Penalties for Non-Compliance

Non-compliance with the CERT-In Directions can attract penalties under Section 70B of the Information Technology Act, 2000, which empowers CERT-In to issue directives and take action against non-compliant entities. CERT-In may issue formal directives to affected entities requiring specific remedial actions, and continued non-compliance can result in fines and imprisonment of up to one year for responsible officers. For data breaches specifically, the DPDP Act penalties of up to 250 crore rupees represent the most significant financial exposure. The combination of CERT-In's operational enforcement powers and the DPDP Act's financial penalties creates a dual compliance framework that organisations must navigate carefully. Law enforcement agencies, including state cyber crime cells and the National Cyber Crime Reporting Portal, may also initiate separate investigations into the underlying criminal offences associated with the breach, such as hacking, data theft, and identity fraud under the Bharatiya Nyaya Sanhita and the Information Technology Act.

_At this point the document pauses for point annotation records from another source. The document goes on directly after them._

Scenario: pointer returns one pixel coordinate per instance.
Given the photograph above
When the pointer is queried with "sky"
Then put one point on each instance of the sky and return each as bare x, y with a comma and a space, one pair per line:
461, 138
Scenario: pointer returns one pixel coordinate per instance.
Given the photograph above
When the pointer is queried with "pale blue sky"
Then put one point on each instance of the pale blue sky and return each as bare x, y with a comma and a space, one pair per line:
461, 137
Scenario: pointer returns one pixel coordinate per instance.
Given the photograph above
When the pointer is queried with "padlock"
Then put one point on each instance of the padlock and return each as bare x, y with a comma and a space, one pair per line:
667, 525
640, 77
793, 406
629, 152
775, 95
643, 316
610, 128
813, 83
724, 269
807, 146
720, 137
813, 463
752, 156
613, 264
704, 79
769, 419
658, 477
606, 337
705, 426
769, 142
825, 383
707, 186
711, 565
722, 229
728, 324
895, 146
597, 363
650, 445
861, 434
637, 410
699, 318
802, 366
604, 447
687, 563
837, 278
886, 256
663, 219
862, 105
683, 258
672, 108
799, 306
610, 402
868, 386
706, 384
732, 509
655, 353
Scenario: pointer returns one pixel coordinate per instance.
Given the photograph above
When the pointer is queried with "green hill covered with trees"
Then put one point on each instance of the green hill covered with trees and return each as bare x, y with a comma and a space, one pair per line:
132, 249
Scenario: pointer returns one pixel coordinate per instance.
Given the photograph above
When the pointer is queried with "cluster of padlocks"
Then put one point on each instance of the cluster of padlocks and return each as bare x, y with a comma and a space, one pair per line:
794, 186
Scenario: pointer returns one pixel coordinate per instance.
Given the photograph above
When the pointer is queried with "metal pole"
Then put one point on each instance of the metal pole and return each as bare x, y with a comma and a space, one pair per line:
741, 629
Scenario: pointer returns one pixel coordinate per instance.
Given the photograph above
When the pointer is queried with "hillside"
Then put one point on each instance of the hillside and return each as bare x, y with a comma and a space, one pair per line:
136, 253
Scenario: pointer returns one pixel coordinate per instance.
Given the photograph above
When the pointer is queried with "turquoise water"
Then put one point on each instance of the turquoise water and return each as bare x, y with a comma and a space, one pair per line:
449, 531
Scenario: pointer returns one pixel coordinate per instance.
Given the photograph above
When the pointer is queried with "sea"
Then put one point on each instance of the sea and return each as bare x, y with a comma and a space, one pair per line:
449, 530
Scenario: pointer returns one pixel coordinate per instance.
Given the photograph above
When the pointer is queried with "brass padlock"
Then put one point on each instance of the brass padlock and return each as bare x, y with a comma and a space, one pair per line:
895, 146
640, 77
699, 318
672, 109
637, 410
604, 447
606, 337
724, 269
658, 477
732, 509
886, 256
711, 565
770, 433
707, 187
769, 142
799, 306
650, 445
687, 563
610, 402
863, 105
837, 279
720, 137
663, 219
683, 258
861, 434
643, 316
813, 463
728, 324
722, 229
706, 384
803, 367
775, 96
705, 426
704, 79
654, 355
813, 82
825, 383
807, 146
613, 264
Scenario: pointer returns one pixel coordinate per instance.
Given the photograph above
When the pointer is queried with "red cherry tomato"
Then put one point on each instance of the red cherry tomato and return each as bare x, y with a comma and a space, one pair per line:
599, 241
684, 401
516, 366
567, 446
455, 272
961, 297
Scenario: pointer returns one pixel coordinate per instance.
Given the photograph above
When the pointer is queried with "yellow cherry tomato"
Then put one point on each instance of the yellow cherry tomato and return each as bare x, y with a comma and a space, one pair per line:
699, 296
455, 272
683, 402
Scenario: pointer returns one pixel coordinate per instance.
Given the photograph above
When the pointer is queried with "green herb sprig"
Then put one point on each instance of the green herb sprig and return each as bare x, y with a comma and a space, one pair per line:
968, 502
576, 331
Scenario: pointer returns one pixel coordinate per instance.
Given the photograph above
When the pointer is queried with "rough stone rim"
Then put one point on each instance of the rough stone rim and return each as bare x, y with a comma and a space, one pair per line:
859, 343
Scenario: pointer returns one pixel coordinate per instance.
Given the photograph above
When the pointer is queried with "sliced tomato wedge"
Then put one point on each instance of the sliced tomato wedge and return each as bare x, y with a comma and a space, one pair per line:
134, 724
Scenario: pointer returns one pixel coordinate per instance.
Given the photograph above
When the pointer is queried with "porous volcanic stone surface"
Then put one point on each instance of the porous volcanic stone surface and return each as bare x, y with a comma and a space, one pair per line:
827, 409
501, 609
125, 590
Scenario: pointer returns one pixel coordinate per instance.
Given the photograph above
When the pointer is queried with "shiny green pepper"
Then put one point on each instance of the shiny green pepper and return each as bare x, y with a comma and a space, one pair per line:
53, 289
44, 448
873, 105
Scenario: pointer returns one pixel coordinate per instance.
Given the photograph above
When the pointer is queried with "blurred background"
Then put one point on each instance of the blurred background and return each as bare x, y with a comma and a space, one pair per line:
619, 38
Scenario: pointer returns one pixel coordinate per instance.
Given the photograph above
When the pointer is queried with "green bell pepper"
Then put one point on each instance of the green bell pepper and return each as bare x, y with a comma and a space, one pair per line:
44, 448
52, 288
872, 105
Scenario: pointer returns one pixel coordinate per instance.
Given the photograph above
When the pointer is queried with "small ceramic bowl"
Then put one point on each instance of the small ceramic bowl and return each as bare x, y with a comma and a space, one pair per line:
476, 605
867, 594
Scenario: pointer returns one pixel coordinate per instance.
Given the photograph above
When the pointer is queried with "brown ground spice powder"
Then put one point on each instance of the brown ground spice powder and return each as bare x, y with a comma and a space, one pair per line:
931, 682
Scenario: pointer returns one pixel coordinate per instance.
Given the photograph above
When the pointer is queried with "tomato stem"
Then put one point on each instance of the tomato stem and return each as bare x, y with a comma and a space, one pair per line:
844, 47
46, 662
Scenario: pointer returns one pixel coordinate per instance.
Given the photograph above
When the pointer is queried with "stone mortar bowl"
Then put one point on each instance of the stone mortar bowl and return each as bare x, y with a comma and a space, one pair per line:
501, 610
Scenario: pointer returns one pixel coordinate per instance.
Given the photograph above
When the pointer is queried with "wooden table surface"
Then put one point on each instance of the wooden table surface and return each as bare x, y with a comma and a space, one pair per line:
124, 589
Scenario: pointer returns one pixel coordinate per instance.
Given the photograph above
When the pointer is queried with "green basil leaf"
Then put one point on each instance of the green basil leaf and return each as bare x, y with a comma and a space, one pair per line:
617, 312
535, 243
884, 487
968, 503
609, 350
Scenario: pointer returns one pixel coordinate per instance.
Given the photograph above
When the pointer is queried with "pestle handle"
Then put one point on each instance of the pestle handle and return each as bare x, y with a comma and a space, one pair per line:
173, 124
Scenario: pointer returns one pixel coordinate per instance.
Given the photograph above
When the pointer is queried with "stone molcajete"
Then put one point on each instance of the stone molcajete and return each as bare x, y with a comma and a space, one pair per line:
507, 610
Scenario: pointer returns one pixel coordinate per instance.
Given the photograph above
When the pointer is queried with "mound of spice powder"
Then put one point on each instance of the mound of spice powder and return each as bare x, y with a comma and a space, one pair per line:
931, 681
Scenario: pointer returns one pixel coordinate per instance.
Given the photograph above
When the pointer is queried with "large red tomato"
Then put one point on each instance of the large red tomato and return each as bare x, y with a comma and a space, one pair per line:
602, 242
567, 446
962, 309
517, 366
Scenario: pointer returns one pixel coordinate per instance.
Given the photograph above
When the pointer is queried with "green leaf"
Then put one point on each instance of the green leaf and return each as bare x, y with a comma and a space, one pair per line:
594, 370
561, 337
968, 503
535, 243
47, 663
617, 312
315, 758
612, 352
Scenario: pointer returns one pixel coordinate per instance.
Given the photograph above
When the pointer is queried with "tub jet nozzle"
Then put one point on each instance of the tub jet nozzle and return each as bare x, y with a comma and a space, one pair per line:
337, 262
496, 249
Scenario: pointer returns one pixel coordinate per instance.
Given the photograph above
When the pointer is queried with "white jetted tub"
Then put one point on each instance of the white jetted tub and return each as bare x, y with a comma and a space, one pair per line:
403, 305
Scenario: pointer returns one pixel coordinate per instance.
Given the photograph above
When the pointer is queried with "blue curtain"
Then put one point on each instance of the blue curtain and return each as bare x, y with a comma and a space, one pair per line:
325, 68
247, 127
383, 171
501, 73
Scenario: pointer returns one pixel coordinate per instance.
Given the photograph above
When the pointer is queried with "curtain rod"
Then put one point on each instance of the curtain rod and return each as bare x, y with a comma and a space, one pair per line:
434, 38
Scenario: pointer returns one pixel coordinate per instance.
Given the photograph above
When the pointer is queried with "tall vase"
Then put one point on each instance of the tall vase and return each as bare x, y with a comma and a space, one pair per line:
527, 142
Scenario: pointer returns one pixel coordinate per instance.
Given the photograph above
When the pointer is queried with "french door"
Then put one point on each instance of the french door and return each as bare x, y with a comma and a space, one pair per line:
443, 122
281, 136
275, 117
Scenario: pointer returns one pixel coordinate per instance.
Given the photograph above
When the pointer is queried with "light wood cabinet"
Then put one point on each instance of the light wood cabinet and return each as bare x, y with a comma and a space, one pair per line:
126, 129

Building an Effective Incident Response Framework

Every organisation operating in India should have a documented cyber incident response plan that accounts for both the CERT-In and DPDP Act notification requirements. The plan should designate a nodal officer responsible for CERT-In communications, maintain pre-drafted notification templates that can be quickly populated with incident-specific details, establish an internal escalation protocol that triggers the six-hour clock from the moment any employee or system detects a potential incident, and include a communication plan for notifying affected data principals. Organisations should also ensure that their systems maintain the log retention required by the CERT-In Directions, including synchronising all ICT system clocks to the Network Time Protocol (NTP) server of the National Informatics Centre or the National Physical Laboratory, as mandated by the Directions. Regular tabletop exercises simulating a cyber incident can help identify gaps in the response plan and ensure that the organisation can meet the six-hour reporting deadline under realistic conditions. Given the severity of the penalties and the compressed timelines, investing in incident response preparedness is no longer optional for any organisation with a digital footprint in India.